Brits spend over £680 million every year fixing broken phone screens
Clumsy Brits spend over £680 million every year fixing broken phone screens, according to research.
A poll of 2,000 mobile phone owners found 53 per cent have paid £30 or more to fix their phone in the last year.
And with an estimated 42.7 million smartphone users in the UK, this adds up to a colossal amount.
The study also found more than a third are currently carrying a broken, smashed or damaged phone.
And over half have damaged or irreversibly broken their phone in some way over the last three years.
The study was conducted by British phone accessory brand Mous, whose co-founder James Griffith said: “We get a lot of stories from customers, and we’ve really heard it all.

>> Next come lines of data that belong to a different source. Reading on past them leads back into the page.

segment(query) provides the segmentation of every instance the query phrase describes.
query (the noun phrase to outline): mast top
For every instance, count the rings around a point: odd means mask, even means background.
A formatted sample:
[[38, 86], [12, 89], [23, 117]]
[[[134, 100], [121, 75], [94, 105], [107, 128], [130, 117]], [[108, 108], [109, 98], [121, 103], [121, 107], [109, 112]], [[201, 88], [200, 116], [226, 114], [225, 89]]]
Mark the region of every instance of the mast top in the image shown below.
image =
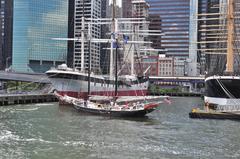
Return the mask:
[[227, 11], [227, 64], [226, 74], [233, 74], [233, 34], [234, 34], [234, 7], [233, 0], [228, 0]]

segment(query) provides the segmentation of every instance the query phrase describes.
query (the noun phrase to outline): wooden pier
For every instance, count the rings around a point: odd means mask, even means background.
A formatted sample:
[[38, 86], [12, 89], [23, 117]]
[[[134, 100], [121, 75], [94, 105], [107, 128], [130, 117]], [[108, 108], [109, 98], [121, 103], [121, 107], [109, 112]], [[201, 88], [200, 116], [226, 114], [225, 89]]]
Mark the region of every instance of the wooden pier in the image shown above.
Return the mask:
[[2, 94], [0, 95], [0, 106], [14, 104], [30, 104], [57, 102], [53, 94]]

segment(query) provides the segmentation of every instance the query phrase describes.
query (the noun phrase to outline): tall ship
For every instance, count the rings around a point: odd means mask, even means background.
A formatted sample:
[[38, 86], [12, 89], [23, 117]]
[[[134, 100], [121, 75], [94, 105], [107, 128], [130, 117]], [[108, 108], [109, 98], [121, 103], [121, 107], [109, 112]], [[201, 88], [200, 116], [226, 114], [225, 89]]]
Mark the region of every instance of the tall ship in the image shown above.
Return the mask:
[[[84, 1], [83, 1], [84, 2]], [[128, 61], [130, 61], [130, 74], [121, 74], [121, 70], [117, 69], [117, 62], [114, 63], [114, 56], [116, 56], [117, 50], [121, 50], [120, 47], [124, 47], [124, 44], [131, 44], [133, 47], [140, 44], [151, 44], [151, 42], [135, 40], [135, 31], [127, 31], [128, 33], [123, 33], [123, 30], [119, 29], [119, 24], [133, 24], [134, 30], [138, 30], [137, 24], [142, 24], [146, 22], [144, 18], [115, 18], [115, 3], [113, 1], [112, 13], [113, 17], [108, 19], [93, 19], [85, 18], [82, 16], [82, 29], [81, 38], [54, 38], [55, 40], [77, 40], [81, 41], [81, 69], [69, 68], [66, 64], [59, 65], [57, 68], [53, 68], [46, 72], [48, 78], [50, 79], [54, 89], [57, 94], [61, 96], [67, 95], [74, 98], [87, 98], [89, 95], [100, 95], [100, 96], [113, 96], [115, 92], [115, 84], [118, 85], [117, 96], [145, 96], [148, 90], [148, 77], [145, 74], [138, 76], [134, 73], [134, 51]], [[91, 36], [91, 25], [97, 24], [108, 24], [111, 28], [110, 39], [96, 39]], [[88, 30], [85, 28], [88, 26]], [[86, 32], [88, 35], [85, 35]], [[138, 34], [139, 34], [138, 30]], [[147, 34], [151, 31], [142, 31], [143, 34]], [[133, 40], [128, 40], [127, 34], [133, 34]], [[152, 35], [158, 35], [159, 33], [152, 33]], [[160, 34], [159, 34], [160, 35]], [[110, 50], [110, 66], [108, 75], [94, 74], [91, 68], [88, 71], [84, 68], [84, 43], [88, 43], [88, 49], [92, 43], [109, 43], [111, 47]], [[120, 46], [121, 44], [121, 46]], [[117, 45], [117, 46], [115, 46]], [[91, 49], [89, 49], [90, 52]], [[122, 48], [124, 50], [124, 48]], [[133, 50], [138, 50], [135, 48]], [[88, 54], [88, 59], [91, 59], [91, 53]], [[89, 61], [91, 62], [91, 61]], [[91, 66], [91, 64], [89, 64]], [[118, 79], [115, 80], [114, 70], [117, 69]], [[147, 71], [147, 70], [146, 70]], [[90, 80], [88, 80], [90, 79]], [[115, 81], [118, 81], [115, 83]], [[91, 88], [91, 90], [89, 90]]]
[[[218, 70], [213, 75], [206, 77], [204, 102], [205, 105], [212, 108], [222, 106], [223, 111], [226, 111], [240, 106], [240, 76], [236, 75], [239, 73], [237, 72], [239, 66], [236, 66], [236, 61], [239, 60], [237, 48], [239, 39], [237, 38], [240, 34], [239, 28], [236, 26], [240, 24], [238, 20], [239, 12], [237, 12], [240, 10], [240, 4], [234, 0], [224, 0], [219, 1], [218, 7], [219, 13], [208, 14], [208, 16], [212, 16], [212, 19], [217, 19], [219, 23], [219, 25], [217, 25], [218, 23], [209, 23], [210, 27], [218, 28], [215, 29], [214, 34], [216, 41], [208, 40], [205, 42], [208, 46], [215, 46], [215, 48], [208, 47], [204, 51], [211, 51], [212, 54], [226, 54], [221, 55], [225, 60], [222, 62], [216, 61], [216, 63], [219, 62], [218, 66], [224, 68], [225, 71]], [[213, 16], [217, 16], [217, 18]], [[208, 34], [210, 35], [210, 33]], [[237, 69], [234, 71], [234, 68]]]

“Phones dropped from roller-coasters, run over by trucks, stolen and dropped from trees by monkeys in the jungle, the stories are just endless.”
According to the research, conducted via OnePoll.com, the most common way of damaging phones is through dropping them.
And the majority of Brits now say they’d rather have a new phone that was reliable and resistant, rather than one with improved hardware.
As well as the monetary loss, a broken phone can be disastrous for personal reasons, as millions store important work or personal documents on their handset.
A huge 57 per cent of Brits have lost personal photos or important files due to broken mobiles.
To demonstrate how protective their cases are, Mous will fly to Sydney to be among the first in the world to drop-test new iPhones in Mous cases – even handing out brand new iPhones for members of the public to drop.
James Griffith said: “People store their whole lives on their phones, and are willing to invest a lot in the latest tech. So, with a third of people still carrying a damaged phone, our ambition to create the best, most protective case out there is more relevant than ever.
“We really believe in making things that last. That’s our guiding mentality whenever we’re designing new products, and it clearly resonates with consumers.
“We’re all about authenticity as a principle, so it only makes sense for us to test our cases with real iPhones and real people.”